El tabernero estaba sentado detrás de su mostrador, y se encontraba solo. Al ver al americano cerró los ojos, y en su rostro se reflejó el asombro.

—Amigo mío —dijo James riendo—, ¿tienes miedo, que pones esa cara?

—No —dijo el tabernero—. Todo lo contrario: es que me sorprende tu audacia.

—No te ocupes de si soy audaz o no. Aquí tienes un tael, tráeme diez botellas de ginebra.

—¡Diez botellas! Mi ginebra vale bastante más.

—¿Qué dices, perro tabernero?

—Que mi ginebra vale un mes por botella.

—¡Eres un ladrón! —exclamó el americano, que empezaba a acalorarse—. Afortunadamente soy rico y pagaré lo que pidas.
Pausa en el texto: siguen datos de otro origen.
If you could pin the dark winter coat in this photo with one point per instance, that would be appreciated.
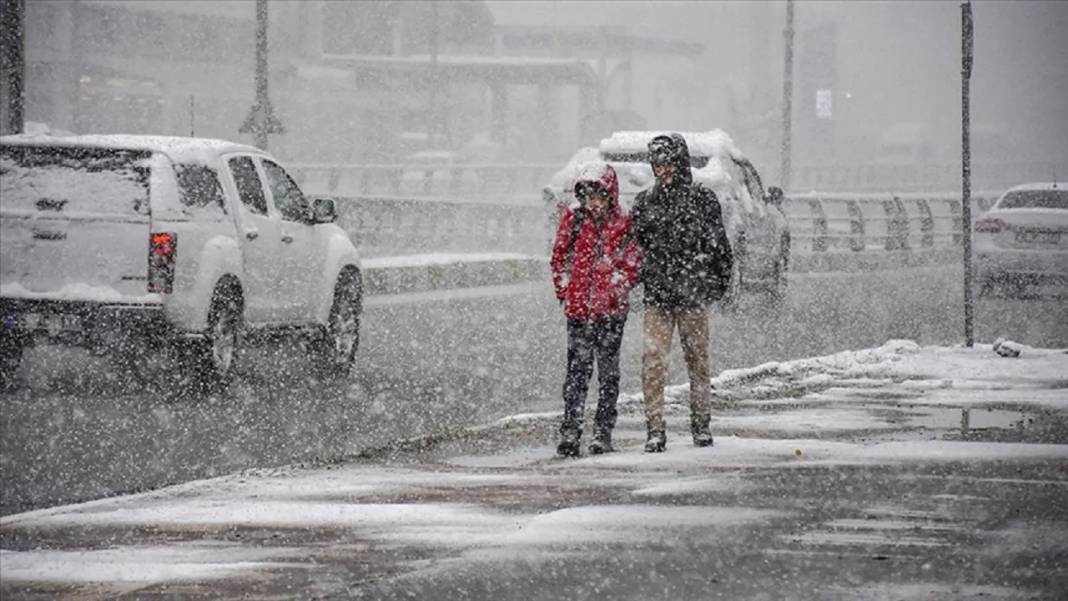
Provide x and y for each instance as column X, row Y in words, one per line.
column 594, row 273
column 686, row 255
Despáchate.

El chino se rascó la nuca, pero no se movió. El bribón parecía turbado.

—¿Y bien? —preguntó el americano.

—Es que no tengo gin. Si quieres sham-shu

El tabernero hizo intención de retirarse, pero el americano lo alcanzó en dos saltos. Le había sorprendido haciendo señas a un hombre que apareció de improviso en la puerta de la taberna.

—¡Me estás tendiendo una emboscada! —gritó el yankee, furibundo.

—¡Yo…! —exclamó el chino.

James lo cogió por el cuello, lo arrastró hacia la puerta, mostrándole algunos hombres armados con mosquetones y cuchillos y apostados cerca de una casucha. El chino palideció.

—¿Lo ves? —preguntó el americano—. Diles que se vayan o te rompo la cabeza contra la pared.

—Yo no conozco a esos hombres.

—Despéjame el camino, te digo.

—Suéltame —gritó el tabernero.

—¡Despéjame el camino! —repitió el americano.

—¡Socorro! ¡Matad a este extranjero!

El americano lanzó un rugido. Agarró al chino por la mitad del cuerpo, lo levantó en el aire y lo lanzó en medio de la calle, haciéndole chocar de cabeza contra el suelo lleno de piedras. Hecho esto, volcó las mesas y las sillas, levantó una barricada y se apostó tras ellas, mientras treinta o cuarenta chinos se arremolinaban ante la puerta, aullando como energúmenos y agitando amenazadoramente sus armas.